But we are still standing. And January, long, long January has come to an end.

The worst is over, the year has begun. Let out a big, long sigh and remember all the reasons to be cheerful that it is now February. Here are some of them, to help you be grateful:

n You will not have to listen to anyone saying “I hate January” for a very long time. Not for another eleven months. And we do say this to each other all the time, don’t we? The most over-used word in the country in January must be “miserable”. No one has a good word to say for the month. Except me - sometimes. Catch me in a certain mood and I will tell you that January appeals to my inner Oliver Cromwell. I like its sparse, Puritan nature, its bareness and beautiful bleakness. But on another day I’ll tell you that the whole month totally stinks.

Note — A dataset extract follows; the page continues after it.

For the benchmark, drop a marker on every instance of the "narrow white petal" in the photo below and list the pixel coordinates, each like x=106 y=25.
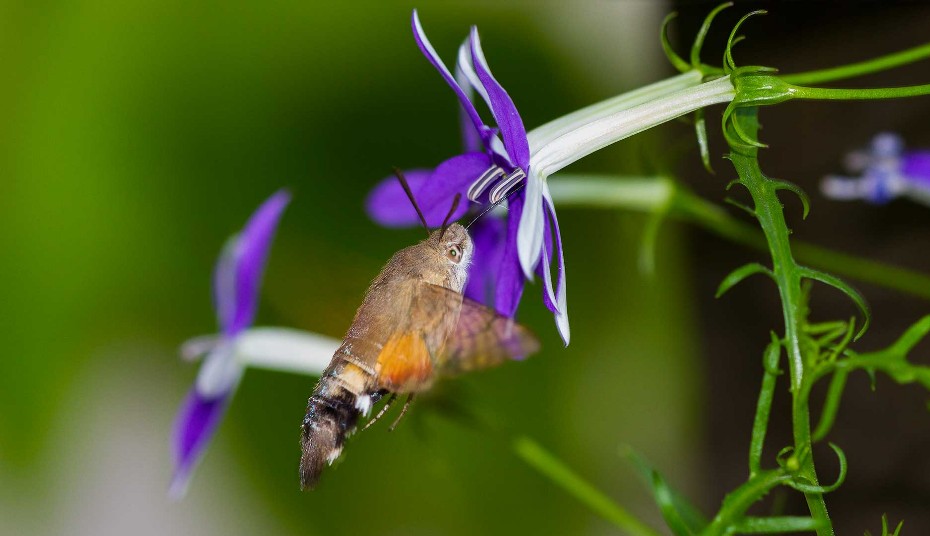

n No-one is going to send you demented with the “R’ word anymore. Because it’s boring, isn’t it? This whole nonsense of starting over, being better, creating a new you. It’s enough to drive a person to drink. Which is probably the right way in which to approach January. A new year is a frightening prospect: it isn’t yet bedded in, it hasn’t become familiar, we are not yet comfortable with the year’s disappointments. That is no time to deny yourself the comfort of alcohol. Anyway, it’s unimaginative to do down the denial route. If you must make resolutions, choose to make life more fun, not less.

n Finally, you can say nuts to decluttering and start squirelling instead. Because throwing away your stuff in January has become an obligatory ritual. We are all meant to spend the weekend in the loft, in the garage, or with our head stuck inside that awkward corner cupboard in the kitchen.We are meant to hunt down and destroy all that has not been worn or used in the previous year. This is supposed to be good for our cupboards and good for our soul. But how many times have you thrown away something “useless”, only to really wish you hadn’t a few months later? The way to avoid this terrible scenario is never to attempt a clear-out in the first place. Embrace your ornaments, and those bequeathed to you by your mum and your gran, I say. Love your life’s detritus - because nobody else will.

n If January had a flavour it would be cabbage. Or cauli. Or kale. January is green, and not in a good way. We spend most of the month in the supermarket vegetable aisle, loading our trollies with things we will later make into a despairing soup, since most of them will be on the turn having been ignored in the fridge for far too long. But you can stop doing that now. It isn’t required behaviour anymore, the calendar has moved on. And besides, my mum says kale used to be only grown for animal feed.

n You can finally whip off your pyjamas. Hang on, don’t be getting any funny ideas... but we do spend a lot of January in our pyjamas, don’t we? The weekends are not for enjoyment so much as hibernating. We do half-hearted decluttering..in our pyjamas, we huddle on the sofa watching bad television..in our pyjamas. Our bodies become delicate things. Come Monday morning, they wince at the horrid, uncomfortable feel of buttons and zips.

But now it’s February, lovely February, when pay day comes round quickly and we can spend our weekends dressed again. We can eat, drink, buy daffodils and hot cross buns. Life is good, but enjoy it while you can because it’s only 330 days until next January. Every silver lining has a cloud.